Gates v. Kudlow on Capitalism and Poverty

Lawrence Kudlow has decided to defend the virtues of capitalism by attacking Bill Gates. While I’m in no mood to defend Mr. Gates (I am after all cursing my PC and all of its aggravations as I type this), Kudlow’s defense of capitalism has some very comical moments. Take this line for example:

For all his do-good preaching, Mr. Gates is ignoring the global spread of free-market capitalism that has successfully lifted hundreds of millions of people out of poverty and into the middle class over the last decade. Think China. Think India. Think Eastern Europe.

That’s right – if 100 million people are now middle class, we don’t have to worry about the couple of billion who are still in poverty.

And then there is account of the People’s Republic of China:

The latest stats out of China are revealing. Here’s a country that was a basket case not so long ago and today is the world’s fourth largest economy hot on the heels of Germany, the third largest economy. China just reported 11.2 percent fourth-quarter GDP, its fastest growth rate in thirteen years. Total output for China is now 24.7 trillion yuan, or $3.42 trillion at current exchange rates. At $14 trillion, the U.S. economy is still four times the size of China’s. But we’ve had free-market capitalism for more than three-hundred years. China’s only had it for about fifteen. China is still an undemocratic, authoritarian, and repressive society that lacks the benefits of political freedom. But it was the late Milton Friedman who argued that the onset of free-market capitalism was the precursor to full-fledged democratic capitalism. China’s on the right track.

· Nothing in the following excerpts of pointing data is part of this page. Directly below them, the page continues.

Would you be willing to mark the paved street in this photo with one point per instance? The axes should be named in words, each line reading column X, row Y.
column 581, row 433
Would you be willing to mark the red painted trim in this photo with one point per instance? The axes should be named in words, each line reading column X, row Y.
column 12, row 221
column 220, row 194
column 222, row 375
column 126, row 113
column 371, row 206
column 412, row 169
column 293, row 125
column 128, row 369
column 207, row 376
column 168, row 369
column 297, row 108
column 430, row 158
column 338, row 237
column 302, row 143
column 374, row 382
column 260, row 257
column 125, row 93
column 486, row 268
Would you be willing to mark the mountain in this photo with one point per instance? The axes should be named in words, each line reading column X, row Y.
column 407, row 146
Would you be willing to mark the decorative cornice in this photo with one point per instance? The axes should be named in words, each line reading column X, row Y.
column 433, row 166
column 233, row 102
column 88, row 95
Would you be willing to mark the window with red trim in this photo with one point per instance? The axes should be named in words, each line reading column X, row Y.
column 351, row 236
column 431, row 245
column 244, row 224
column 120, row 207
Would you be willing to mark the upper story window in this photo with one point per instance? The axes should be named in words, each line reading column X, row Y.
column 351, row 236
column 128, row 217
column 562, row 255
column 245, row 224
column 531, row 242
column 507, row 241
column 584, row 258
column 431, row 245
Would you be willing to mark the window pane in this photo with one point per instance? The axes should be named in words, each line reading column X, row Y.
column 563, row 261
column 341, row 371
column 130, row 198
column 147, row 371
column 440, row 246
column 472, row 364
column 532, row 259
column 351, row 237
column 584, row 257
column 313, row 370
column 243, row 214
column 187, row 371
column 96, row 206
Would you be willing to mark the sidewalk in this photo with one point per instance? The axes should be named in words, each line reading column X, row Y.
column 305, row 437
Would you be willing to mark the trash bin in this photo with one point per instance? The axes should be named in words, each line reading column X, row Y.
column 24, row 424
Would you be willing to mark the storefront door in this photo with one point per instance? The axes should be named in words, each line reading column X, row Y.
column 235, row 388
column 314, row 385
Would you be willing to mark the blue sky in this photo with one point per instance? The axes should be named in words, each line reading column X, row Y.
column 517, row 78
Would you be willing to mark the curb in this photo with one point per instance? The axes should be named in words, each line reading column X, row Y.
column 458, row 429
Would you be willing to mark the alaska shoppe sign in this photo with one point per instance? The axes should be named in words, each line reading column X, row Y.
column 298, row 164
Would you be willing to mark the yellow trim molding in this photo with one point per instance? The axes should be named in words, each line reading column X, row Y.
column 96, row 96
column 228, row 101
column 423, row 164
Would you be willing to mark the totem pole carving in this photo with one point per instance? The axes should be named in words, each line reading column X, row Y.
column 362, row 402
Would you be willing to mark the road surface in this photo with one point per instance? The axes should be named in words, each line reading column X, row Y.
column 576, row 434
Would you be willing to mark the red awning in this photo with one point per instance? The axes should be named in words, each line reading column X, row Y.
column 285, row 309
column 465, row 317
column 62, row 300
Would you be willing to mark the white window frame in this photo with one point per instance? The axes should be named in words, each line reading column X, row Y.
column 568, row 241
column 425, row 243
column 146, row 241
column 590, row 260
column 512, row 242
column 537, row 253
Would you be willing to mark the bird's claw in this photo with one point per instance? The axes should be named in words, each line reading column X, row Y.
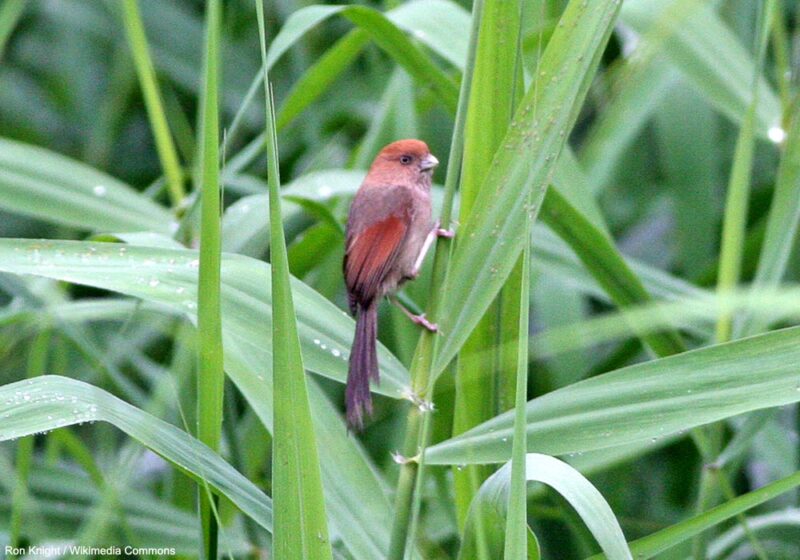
column 423, row 322
column 442, row 232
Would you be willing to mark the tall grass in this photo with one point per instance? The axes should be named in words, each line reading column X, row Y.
column 615, row 372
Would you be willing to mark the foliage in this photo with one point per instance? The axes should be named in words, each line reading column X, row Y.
column 641, row 158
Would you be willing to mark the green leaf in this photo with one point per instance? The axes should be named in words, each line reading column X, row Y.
column 590, row 505
column 782, row 223
column 50, row 402
column 210, row 372
column 10, row 12
column 485, row 367
column 644, row 401
column 169, row 277
column 51, row 187
column 605, row 263
column 651, row 545
column 167, row 153
column 708, row 54
column 301, row 530
column 385, row 34
column 490, row 242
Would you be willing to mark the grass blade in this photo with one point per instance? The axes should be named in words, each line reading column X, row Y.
column 493, row 237
column 210, row 373
column 40, row 183
column 651, row 545
column 301, row 529
column 10, row 13
column 43, row 410
column 579, row 492
column 167, row 153
column 644, row 402
column 516, row 544
column 735, row 220
column 483, row 379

Kudlow’s case that China is not so poor might have been better had he bothered to note its GDP by purchasing power parity was half that of the US. Of course, China has 1.3 billion people while we have only 0.3 billion people, which means its per capita GDP is still much lower than ours. But I have to wonder if the average Chinese citizen agrees with Kudlow that their nation is becoming more democratic.

And there is Kudlow’s claim that rising inequality occurs because of the lack of capitalistic principles. Hmm – the U.S. has seen a rising in income inequality. I wonder if that means our economy is socialistic in Kudlow’s view?